May 2018 Vol 73 No. 5


Arcadis Provides ‘Living’ Software Presentation to Assess Interceptor Condition, Risk

At the April 4 meeting of the Gulf Coast Chapter of the Underground Construction Technology Association, Harrison Steed, P.E., senior project manager with Arcadis, discussed  a complex project involving Dallas Water Utilities’ wastewater collection system. Spanning more  than 230 miles of large-diameter (24 inches and greater) interceptors, pipe in the system dated back to the early 1900s.

“Due to the aging infrastructure and the need for reliable capital improvement program (CIP) planning, DWU was seeking a way to effectively prioritize rehabilitation and replacement projects for both the present and the future,” said Steed. “Arcadis was retained to assess the interceptor system condition and risk.”

For the condition assessment, Arcadis used several inspection technologies and NASSCO’s PACP chart to look at 100 miles of the total.
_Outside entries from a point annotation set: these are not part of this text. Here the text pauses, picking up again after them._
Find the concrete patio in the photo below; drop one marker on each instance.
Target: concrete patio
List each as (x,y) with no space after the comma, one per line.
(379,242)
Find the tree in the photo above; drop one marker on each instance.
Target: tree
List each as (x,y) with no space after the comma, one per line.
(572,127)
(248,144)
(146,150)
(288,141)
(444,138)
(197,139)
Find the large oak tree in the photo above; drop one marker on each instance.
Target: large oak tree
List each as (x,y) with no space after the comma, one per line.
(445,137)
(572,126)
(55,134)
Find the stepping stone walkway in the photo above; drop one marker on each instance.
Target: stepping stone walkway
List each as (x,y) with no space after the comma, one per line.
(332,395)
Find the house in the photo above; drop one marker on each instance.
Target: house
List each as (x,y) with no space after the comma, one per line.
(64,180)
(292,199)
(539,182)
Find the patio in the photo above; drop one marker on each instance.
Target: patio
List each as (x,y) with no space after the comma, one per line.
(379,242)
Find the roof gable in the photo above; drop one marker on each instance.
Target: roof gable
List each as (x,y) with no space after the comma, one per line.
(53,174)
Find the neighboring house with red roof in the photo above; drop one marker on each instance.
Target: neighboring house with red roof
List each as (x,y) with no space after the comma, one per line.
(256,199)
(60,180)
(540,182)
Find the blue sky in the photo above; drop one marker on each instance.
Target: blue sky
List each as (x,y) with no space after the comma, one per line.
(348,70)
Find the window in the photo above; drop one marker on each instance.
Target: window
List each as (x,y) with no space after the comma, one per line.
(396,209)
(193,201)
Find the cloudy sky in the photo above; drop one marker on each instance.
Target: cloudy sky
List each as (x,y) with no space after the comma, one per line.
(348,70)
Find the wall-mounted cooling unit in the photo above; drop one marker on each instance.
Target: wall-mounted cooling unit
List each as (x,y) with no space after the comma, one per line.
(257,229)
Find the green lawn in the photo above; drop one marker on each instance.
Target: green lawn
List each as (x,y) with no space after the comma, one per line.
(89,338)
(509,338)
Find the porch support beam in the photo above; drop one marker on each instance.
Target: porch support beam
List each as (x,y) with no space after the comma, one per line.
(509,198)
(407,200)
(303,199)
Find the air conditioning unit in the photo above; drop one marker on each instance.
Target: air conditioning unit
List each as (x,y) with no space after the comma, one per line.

That’s when the project became even more complicated.

“Trending didn’t show the pattern DWU hoped for,” said Steed. “Actually, the first results were not as bad as everyone thought they would be.”

That was due to accessibility problems, including location constraints and technological limitations. “Even with sophisticated technology, there were stretches we couldn’t physically inspect.

“In the absence of that inspection data, we used statistical probability models to leverage the condition of inspected pipes to forecast condition of inaccessible pipes within the interceptor system.”

This data was combined with performance condition data and spatial consequence of failure in order to determine the risk for each pipe segment. “In other words, how expensive and painful would failure be in each case,” he added.
Arcadis then used its Rehabilitation and Replacement Planning System (RRPS), a software tool designed for distributed assets managed with a geographic information system (GIS)-based tool. to assist in the selection of CIP projects and overall reduction of system risk. RRPS is RRPS is used to identify the high-risk assets based on the physical inspection data for renewal or replacement.

The tool also has a “living and breathing” aspect, said Steed. “After giving them a basis for why and how to spend the money they had, we showed DWU how to run RRPS themselves going forward to recalculate the condition assessment with updated data.”

Harrison Steed is a civil engineer with 16 years of experience in large-diameter water and wastewater municipal pipeline planning, condition assessment, design and rehabilitation. He has worked on more than 50 different sewer projects, from 8- to 120-inch diameter, totaling 1.5 million feet.